No peace for family caught in cemetery controversy
CUADHY - The daughters don't want to bury their mother's cremated remains. But they do want the date of her death on the family headstone.
The cemetery has said no.
"We are not at peace. We don't have closure," said Pam Sztukowski.
Pam's sisters wanted the family's headstone at Holy Sepulcher Cemetery in Cudahy to include the year their mother Rita was born and the date she died, April 26th, 2013.
There was no burial because the daughters and their mom decided her ashes would be divided and shared with the large family.
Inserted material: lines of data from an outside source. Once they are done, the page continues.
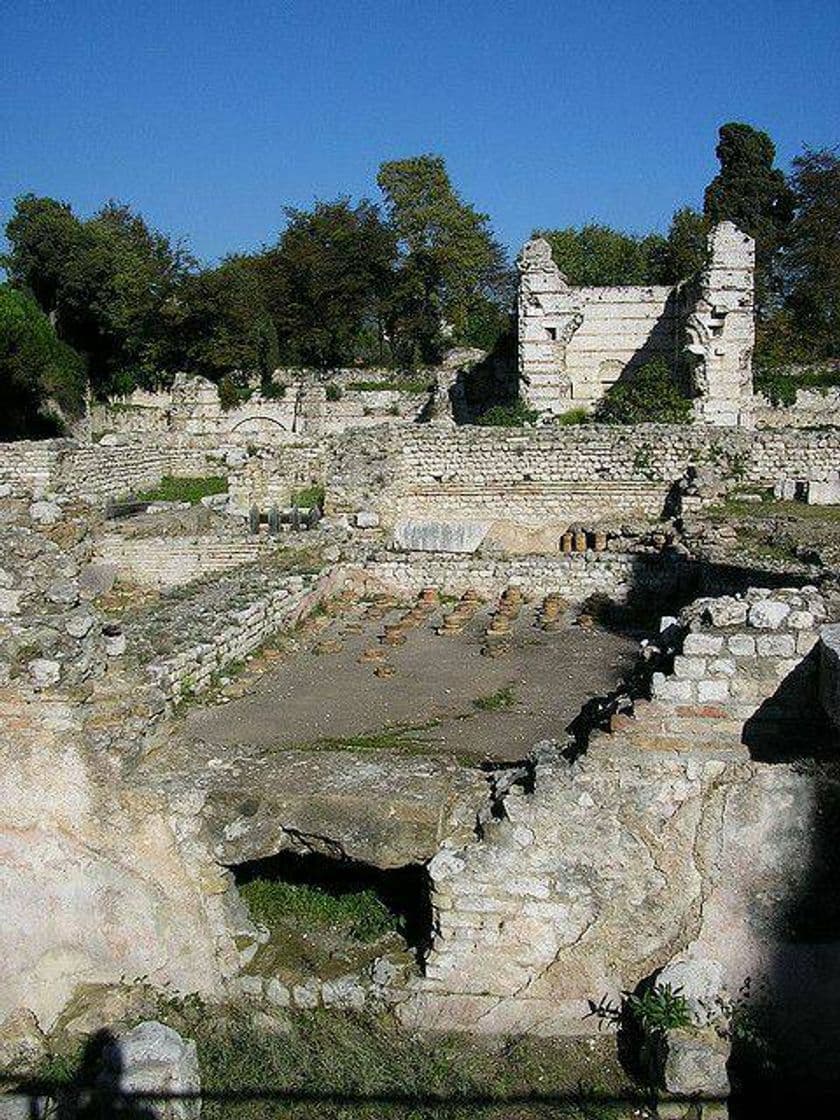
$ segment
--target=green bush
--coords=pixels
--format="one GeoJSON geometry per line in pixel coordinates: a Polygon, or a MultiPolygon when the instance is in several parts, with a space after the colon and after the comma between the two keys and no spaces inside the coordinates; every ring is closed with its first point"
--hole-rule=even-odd
{"type": "Polygon", "coordinates": [[[340,385],[328,385],[327,386],[327,400],[328,401],[340,401],[343,396],[344,396],[344,394],[341,391],[341,386],[340,385]]]}
{"type": "Polygon", "coordinates": [[[591,419],[587,409],[570,408],[568,412],[561,412],[559,416],[555,416],[554,423],[572,426],[575,424],[588,424],[591,419]]]}
{"type": "Polygon", "coordinates": [[[494,404],[492,408],[482,412],[476,423],[485,428],[524,428],[528,424],[535,424],[538,417],[536,409],[517,400],[511,404],[494,404]]]}
{"type": "Polygon", "coordinates": [[[219,404],[225,412],[231,408],[236,408],[237,405],[244,404],[251,396],[251,390],[244,385],[237,384],[229,373],[226,373],[219,381],[216,391],[219,394],[219,404]]]}
{"type": "Polygon", "coordinates": [[[267,401],[280,401],[286,395],[288,385],[281,385],[279,381],[264,381],[260,386],[260,393],[267,401]]]}
{"type": "Polygon", "coordinates": [[[756,371],[754,388],[757,393],[763,393],[771,404],[777,408],[779,405],[789,405],[796,402],[796,380],[789,373],[780,369],[760,369],[756,371]]]}
{"type": "Polygon", "coordinates": [[[315,506],[318,509],[323,509],[325,496],[326,491],[323,483],[314,482],[311,486],[305,486],[302,490],[297,490],[292,494],[292,505],[300,506],[303,509],[313,509],[315,506]]]}
{"type": "Polygon", "coordinates": [[[601,424],[687,424],[691,401],[682,395],[664,358],[616,381],[595,407],[601,424]]]}

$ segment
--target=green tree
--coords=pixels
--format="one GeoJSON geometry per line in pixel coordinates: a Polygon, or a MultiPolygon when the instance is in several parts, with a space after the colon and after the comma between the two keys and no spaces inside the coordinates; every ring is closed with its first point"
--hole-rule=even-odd
{"type": "Polygon", "coordinates": [[[6,237],[10,252],[2,264],[10,282],[55,322],[68,264],[82,252],[82,223],[66,202],[25,194],[15,199],[6,237]]]}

"She knew it was more important for us to all have a piece of her then to be there. She knew where she was going to be" said daughter Holly Flechner.
The Catholic cemetery said its policy was no burial - no death date on the headstone.
The sisters then thought the cemetery agreed to compromise: inscribe the words In Memory and then a death date, but the cemetery still said no.
There are 26,000 people buried at the Cudahy cemetery. The Cemetery Directory says this has never come up before.
He did not go on camera but, he confirmed statements he made to the Milwaukee Journal Sentinel.
"The cemetery is following Christian burial beliefs, said Butch Miller. "When we have a person who has been cremated and they wish to have those cremated remains whole and buried at our cemetery, that is the only way we'll recognize."
It's been a year of heartache for the sisters.
"I can't even drive past the cemetery, said Pam. "I can't go visit her. I just feel incomplete. I feel like I let her down."
The cemetery says it never agreed to any compromise with the family but has offered to work with the family within its rules and regulations.